The researchers submitted eight responses generated by ChatGPT, the application powered by the GPT-4 artificial intelligence engine. They also submitted answers from a control group of 24 UM students taking Guzik's entrepreneurship and personal finance classes. These scores were compared with 2,700 college students nationally who took the TTCT in 2016. All submissions were scored by Scholastic Testing Service, which didn't know AI was involved.
The results placed ChatGPT in elite company for creativity. The AI application was in the top percentile for fluency -- the ability to generate a large volume of ideas -- and for originality -- the ability to come up with new ideas. The AI slipped a bit -- to the 97th percentile -- for flexibility, the ability to generate different types and categories of ideas.

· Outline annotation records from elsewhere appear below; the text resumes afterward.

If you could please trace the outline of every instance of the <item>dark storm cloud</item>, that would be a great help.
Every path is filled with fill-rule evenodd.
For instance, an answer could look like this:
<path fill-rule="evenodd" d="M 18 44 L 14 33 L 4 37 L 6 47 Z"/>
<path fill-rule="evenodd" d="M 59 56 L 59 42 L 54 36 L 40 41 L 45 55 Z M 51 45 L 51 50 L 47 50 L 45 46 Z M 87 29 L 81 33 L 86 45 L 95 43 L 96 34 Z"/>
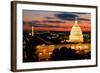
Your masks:
<path fill-rule="evenodd" d="M 59 13 L 59 14 L 55 14 L 55 16 L 59 19 L 62 19 L 62 20 L 75 20 L 75 17 L 78 17 L 78 15 L 74 14 L 74 13 L 67 13 L 67 12 L 62 12 L 62 13 Z"/>

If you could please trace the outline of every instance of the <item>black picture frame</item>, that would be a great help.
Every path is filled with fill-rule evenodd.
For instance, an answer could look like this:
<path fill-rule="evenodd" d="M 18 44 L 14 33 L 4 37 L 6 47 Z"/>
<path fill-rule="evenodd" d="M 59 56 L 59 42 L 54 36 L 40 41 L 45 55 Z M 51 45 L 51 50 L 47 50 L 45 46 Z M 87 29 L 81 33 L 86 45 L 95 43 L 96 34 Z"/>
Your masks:
<path fill-rule="evenodd" d="M 90 8 L 95 9 L 95 64 L 91 65 L 78 65 L 78 66 L 61 66 L 61 67 L 50 67 L 50 68 L 28 68 L 28 69 L 17 69 L 17 5 L 18 4 L 26 4 L 26 5 L 43 5 L 43 6 L 58 6 L 58 7 L 76 7 L 76 8 Z M 58 3 L 42 3 L 42 2 L 26 2 L 26 1 L 12 1 L 11 2 L 11 71 L 20 72 L 20 71 L 36 71 L 36 70 L 51 70 L 51 69 L 69 69 L 69 68 L 83 68 L 83 67 L 96 67 L 98 65 L 98 57 L 97 57 L 97 40 L 98 40 L 98 7 L 90 6 L 90 5 L 74 5 L 74 4 L 58 4 Z"/>

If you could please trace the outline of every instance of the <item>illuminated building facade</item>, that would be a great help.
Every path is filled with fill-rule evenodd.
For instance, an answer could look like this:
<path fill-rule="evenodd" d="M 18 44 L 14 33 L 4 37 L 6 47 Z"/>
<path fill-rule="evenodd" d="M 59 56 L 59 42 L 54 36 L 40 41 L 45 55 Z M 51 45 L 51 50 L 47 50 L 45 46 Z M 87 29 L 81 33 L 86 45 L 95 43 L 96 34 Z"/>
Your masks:
<path fill-rule="evenodd" d="M 78 25 L 77 17 L 75 17 L 75 24 L 73 25 L 70 35 L 69 35 L 70 42 L 83 42 L 83 35 L 80 26 Z"/>

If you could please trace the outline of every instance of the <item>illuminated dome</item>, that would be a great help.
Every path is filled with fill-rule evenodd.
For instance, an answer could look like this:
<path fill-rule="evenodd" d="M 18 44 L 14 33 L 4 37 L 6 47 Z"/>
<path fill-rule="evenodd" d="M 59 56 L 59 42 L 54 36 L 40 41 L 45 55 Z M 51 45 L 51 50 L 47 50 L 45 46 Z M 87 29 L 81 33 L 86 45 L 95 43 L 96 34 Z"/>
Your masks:
<path fill-rule="evenodd" d="M 69 41 L 70 42 L 83 42 L 82 30 L 77 23 L 77 17 L 75 18 L 75 24 L 73 25 L 71 29 Z"/>

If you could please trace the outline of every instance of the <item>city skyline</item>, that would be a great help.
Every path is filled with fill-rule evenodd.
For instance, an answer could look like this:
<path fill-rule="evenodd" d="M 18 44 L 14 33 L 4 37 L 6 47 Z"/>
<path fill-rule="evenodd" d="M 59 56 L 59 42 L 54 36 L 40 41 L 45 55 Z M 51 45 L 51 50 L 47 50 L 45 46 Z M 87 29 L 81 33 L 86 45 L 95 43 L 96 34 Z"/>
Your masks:
<path fill-rule="evenodd" d="M 78 24 L 82 32 L 91 32 L 91 14 L 75 12 L 54 12 L 23 10 L 24 30 L 36 31 L 66 31 L 70 32 L 78 17 Z"/>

"For ChatGPT and GPT-4, we showed for the first time that it performs in the top 1% for originality," Guzik said. "That was new."
He was gratified to note that some of his UM students also performed in the top 1%. However, ChatGTP outperformed the vast majority of college students nationally.
(Excerpt) Read more at sciencedaily.com ...
Top 1%?
That means one of them cheated!....................
Ask ChatGPT if the 2020 Presidential election was fraudulent.
There’s nothing original about AI’s responses, when everything ‘it’ knows has been programmed into it by humans.
All of a sudden, poorly-proctored tests for creativity result in 100% of test-takers falling within the top 1%.
AI is programmed but also trained.
Once programmed, an AI is fed a large mass of data from which the program adjusts a vast number of internal variables. The training set for general purpose AI is usually obtained by reading the internet. One source may be the 6.5 million articles in Wikipedia.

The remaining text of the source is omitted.